I wouldn’t really want my husband to come home from work and change all of my ground rules. It’s natural that he would follow my lead. However, we need to be united when it comes to rules and discipline. Our kids are too savvy for us to stand alone.
My parents were very similar in their parenting dynamics. My father always deferred to my mother when it came to parenting.
True story. My wise guy sister wanted to see if she could get my father to say no to her, so she fabricated an outrageous request. When she was 16-years-old, she asked him if she could go to Florida for spring break with some friends and sleep on the beach. He looked at her doubtfully, but responded, “Well, if your mother says it’s okay.”
Upon hearing this, my mother was appalled. She asked my father, “Do you really think it’s safe for a 16-year-old teenage girl to travel hundreds of miles away with her friends and sleep on a beach?”

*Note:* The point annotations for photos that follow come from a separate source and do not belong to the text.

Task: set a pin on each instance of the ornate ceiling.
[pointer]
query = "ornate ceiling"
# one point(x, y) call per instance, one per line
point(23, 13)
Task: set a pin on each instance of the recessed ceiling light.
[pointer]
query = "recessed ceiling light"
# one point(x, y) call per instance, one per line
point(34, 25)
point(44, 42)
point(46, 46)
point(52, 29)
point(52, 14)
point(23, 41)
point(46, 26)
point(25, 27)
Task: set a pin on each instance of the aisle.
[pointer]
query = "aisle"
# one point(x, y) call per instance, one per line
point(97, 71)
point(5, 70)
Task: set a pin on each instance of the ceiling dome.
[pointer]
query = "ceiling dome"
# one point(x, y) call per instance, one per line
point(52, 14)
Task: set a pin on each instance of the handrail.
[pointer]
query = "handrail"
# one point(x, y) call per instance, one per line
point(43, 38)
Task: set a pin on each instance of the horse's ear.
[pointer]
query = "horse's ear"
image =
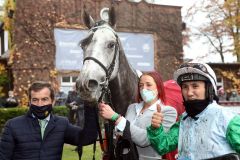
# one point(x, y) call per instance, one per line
point(112, 17)
point(88, 20)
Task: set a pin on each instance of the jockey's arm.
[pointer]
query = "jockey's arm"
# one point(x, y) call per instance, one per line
point(233, 133)
point(162, 141)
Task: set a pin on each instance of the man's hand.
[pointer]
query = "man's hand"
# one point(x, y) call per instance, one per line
point(157, 117)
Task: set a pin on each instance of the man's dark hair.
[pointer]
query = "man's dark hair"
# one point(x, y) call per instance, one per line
point(39, 85)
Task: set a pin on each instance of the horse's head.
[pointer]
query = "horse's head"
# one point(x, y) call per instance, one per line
point(100, 53)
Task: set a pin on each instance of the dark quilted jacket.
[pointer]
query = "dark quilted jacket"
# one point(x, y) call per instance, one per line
point(21, 139)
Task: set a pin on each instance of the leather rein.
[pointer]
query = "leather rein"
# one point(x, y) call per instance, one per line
point(107, 94)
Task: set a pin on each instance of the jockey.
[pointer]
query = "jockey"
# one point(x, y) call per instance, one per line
point(206, 129)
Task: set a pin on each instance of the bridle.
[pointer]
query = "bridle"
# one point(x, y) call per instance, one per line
point(110, 69)
point(105, 91)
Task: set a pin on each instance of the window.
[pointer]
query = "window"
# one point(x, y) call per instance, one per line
point(74, 79)
point(66, 79)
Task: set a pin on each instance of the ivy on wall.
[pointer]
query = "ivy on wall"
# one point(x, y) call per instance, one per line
point(9, 9)
point(3, 79)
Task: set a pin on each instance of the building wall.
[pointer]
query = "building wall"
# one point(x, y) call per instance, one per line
point(34, 57)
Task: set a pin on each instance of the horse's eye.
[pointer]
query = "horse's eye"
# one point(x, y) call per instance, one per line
point(111, 45)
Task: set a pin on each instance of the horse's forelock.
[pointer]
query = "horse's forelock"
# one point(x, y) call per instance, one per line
point(86, 40)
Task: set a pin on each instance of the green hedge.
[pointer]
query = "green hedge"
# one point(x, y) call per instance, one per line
point(9, 113)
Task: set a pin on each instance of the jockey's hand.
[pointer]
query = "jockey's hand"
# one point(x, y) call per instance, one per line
point(105, 110)
point(157, 117)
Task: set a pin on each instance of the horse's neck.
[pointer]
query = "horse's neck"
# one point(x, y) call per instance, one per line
point(124, 86)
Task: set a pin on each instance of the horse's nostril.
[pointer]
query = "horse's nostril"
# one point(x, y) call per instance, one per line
point(92, 84)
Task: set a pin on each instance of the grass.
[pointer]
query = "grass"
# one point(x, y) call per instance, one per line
point(69, 153)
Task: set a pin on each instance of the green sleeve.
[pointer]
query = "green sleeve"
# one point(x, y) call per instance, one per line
point(163, 142)
point(233, 133)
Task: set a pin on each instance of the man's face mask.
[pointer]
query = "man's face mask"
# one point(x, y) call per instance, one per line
point(148, 95)
point(41, 112)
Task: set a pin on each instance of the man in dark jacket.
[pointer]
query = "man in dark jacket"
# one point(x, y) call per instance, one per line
point(40, 135)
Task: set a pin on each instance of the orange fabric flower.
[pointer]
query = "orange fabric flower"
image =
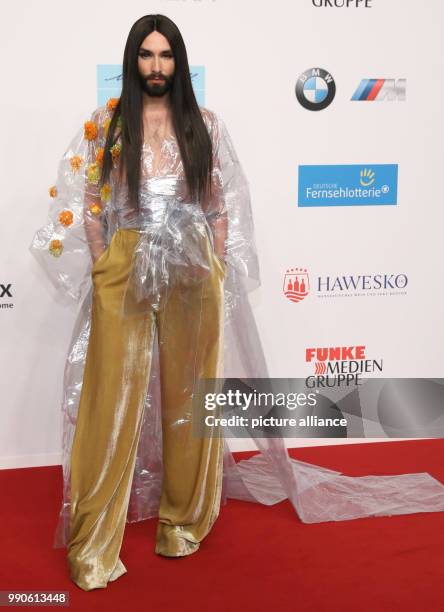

He replied, “Of course not. But you know more about raising kids”.
Now both my father and my husband are stand up guys. My mother was lucky and I’m lucky. Hard working, wonderful, loving men. So what’s story here?
Here’s what I think. They don’t want to be the bad guy. They want all of the glory and kudos that goes along with being the good guy. And they just love their kids so stinkin’ much.
However, I have no doubt that if something had happened to my mother, my father would have changed his tune.
And I have no doubt that if something happened to me, my husband would transform himself overnight into “the bad guy.” My kids would hear things come out of his mouth that they’d never heard him say before.
“Time to do your homework…
“Those shorts are too short…
“You can’t wear makeup to school…
“… because Daddy said so.”
-Kay









I totally feel your pain because I am the bad guy too. Funny thing, when I was pregnant my husband and I talked about which one of us would end up being the one who enforces discipline and both of our bets were on HIM. But thats so not the case. I told him that when they become teenagers the tables will turn and he can start being the bad guy!
I’m the bad guy where the ex is concerned, and he’s the fun one. That puts a completely different spin on things. But I can totally relate.